I also forgot to mention that it will lower the productivity of people and that it should not be applicable on the automobiles entering Delhi as it will lower the productivity.


I also believe that the month of January was selected specifically for the trial as during this month, The pm 2.5 and pm 10 emissions reduce greatly due to the reduction of usage of diesel generators as the number of marriages during this month reduce, thus the number of banquet halls in function reduce and the pollution reduces as the halls use diesel generators as a source of power, which are major emitters of pm 2.5 and  10  , whereas the number of marriages peak during the previous month, Thus and one show that the pollution in Delhi has reduced.


 Due to formation of a high pressure area in central India, The winds move outside India and thus a majority of pollutants are taken away.


I hope that you like my post and please point a mistake to me or post your opinions on this topic.
Thank you,
Caltrop


----------



## Nerevarine (Jan 2, 2016)

> I also simply do not understand the logic behind the plan of exempting automobiles *having solely women as passengers* and 2 wheelers in the plan.

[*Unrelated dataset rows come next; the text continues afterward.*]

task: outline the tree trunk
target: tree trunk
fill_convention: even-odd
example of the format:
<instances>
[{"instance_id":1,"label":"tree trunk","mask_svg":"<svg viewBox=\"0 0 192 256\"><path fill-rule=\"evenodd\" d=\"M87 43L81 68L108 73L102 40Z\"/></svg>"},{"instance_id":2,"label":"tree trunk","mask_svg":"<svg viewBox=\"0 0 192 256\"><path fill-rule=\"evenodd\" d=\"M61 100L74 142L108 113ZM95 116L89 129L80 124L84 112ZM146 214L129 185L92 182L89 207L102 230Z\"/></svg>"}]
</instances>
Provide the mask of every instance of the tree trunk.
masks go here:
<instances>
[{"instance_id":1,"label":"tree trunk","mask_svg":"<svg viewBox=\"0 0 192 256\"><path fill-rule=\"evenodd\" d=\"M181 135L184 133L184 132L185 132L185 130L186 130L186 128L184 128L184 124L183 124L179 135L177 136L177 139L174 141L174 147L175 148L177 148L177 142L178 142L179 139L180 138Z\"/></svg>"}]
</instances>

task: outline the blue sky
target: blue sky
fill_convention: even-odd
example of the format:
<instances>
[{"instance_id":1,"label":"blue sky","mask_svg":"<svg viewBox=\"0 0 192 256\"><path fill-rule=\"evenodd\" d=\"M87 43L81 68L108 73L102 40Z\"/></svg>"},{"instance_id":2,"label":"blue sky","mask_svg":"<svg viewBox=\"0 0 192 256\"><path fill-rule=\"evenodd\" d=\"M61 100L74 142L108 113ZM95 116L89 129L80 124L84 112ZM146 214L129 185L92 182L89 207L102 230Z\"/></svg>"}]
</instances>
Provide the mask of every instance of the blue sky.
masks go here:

WTF? This is totally bullshit..


----------



## icebags (Jan 2, 2016)

> I also simply do not understand the logic behind the plan of exempting automobiles having solely women as passengers and 2 wheelers in the plan.



that wont reduce much pollution. 
mr kejriwal, pls dont allow any pvt cars other than hybrid & electrics during working hours......


----------



## Ricky (Jan 3, 2016)

Well, most of your concern are true, however, this plan can encourage people to start car-pooling , even use of two wheelers over cars will reduce emission as well as save fuel. Exempting women is STUPID and is gender discrimination.  

I too feel that it won't work for long but I think there is nothing wrong in trying something radical.


----------